The US says the international nuclear deal with Iran remains intact but that missile tests "clearly" violated a broader UN resolution. Iran said they were in compliance with both the nuclear accord and the resolution.

Iran makes missiles tests
Image: picture-alliance/dpa/Defence Ministry Iran

The United States will protest to the United Nations and consider unilateral actions against Iran if it determines that this week's Iranian missile tests violated a UN Security Council resolution.

Spokesman John Kirby said Iran violated UN resolution 2231 that covers an international agreement to lift sanctions against Iran in exchange for the Tehran regime abandoning attempts to develop a nuclear weapon.

Although this resolution incorporates the nuclear agreement, Kirby said it also extends beyond it, meaning that Iran could violate the resolution itself but still be in compliance with the nuclear agreement.

"We're not going to turn a blind eye to this and we're not at all trying to make any excuses for it," Kirby told journalists. "I'm just trying to get to a technical point here, which is that it's not a violation of the Iran deal itself. It is, however, very clearly a violation of 2231, the new UN Security Council resolution. And we'll deal with it."

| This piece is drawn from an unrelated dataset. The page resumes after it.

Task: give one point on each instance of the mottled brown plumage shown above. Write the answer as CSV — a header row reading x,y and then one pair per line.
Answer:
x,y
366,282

Iran's Revolutionary Guard test-launched several ballistic missiles on Tuesday and Wednesday, including some from launcher trucks tucked in the Alborz mountain range in the north of the country, hitting targets nearly 900 miles away in the southeastern Makran area.

Iran: missiles for legitimate defense only

Iran's Foreign Ministry spokesman Hossein Jaberi Ansari defended the missile tests in comments to the official IRNA news agency on Thursday, saying the missiles were "conventional defensive instruments and they were merely for legitimate defense."

Iranian defence ministry photo: ballistic missile launchImage: picture-alliance/dpa/Defence Ministry Iran

Ansari says the test-firing "did not defy the Security Council resolution."

But Iran's Revolutionary Guard - formally know as the Iranian Revolutionary Guard Corps; a hard-line branch of Tehran's military forces - issued a much more belligerent defense of the missile tests.

"Iran's missile program will not stop under any circumstances ... The IRGC has never accepted the UN Security Council resolutions on Iran's missile work ... we are always ready to defend the country against any aggressor. Iran will not turn into Yemen, Iraq or Syria," Brigadier General Amir Ali Hajizadeh told state TV on late Wednesday, referring to a series of Middle East countries consumed with internal conflicts or outright civil war.

"Some of the missiles carried 24 warheads and one ton of TNT," the general said.

Vice President Joe Biden said the US would act against Iran if the missile tests were confirmed.

"All their conventional activity outside the [nuclear] deal, which is still beyond the deal, we will and are attempting to act wherever we can find it," Biden said during a visit to Israel and the Palestinian territories. Successful international efforts to broker the Iranian deal last year prompted major resistance from Israel's government, with Prime Minister Benjamin Netanyahu decrying the plans in Congress.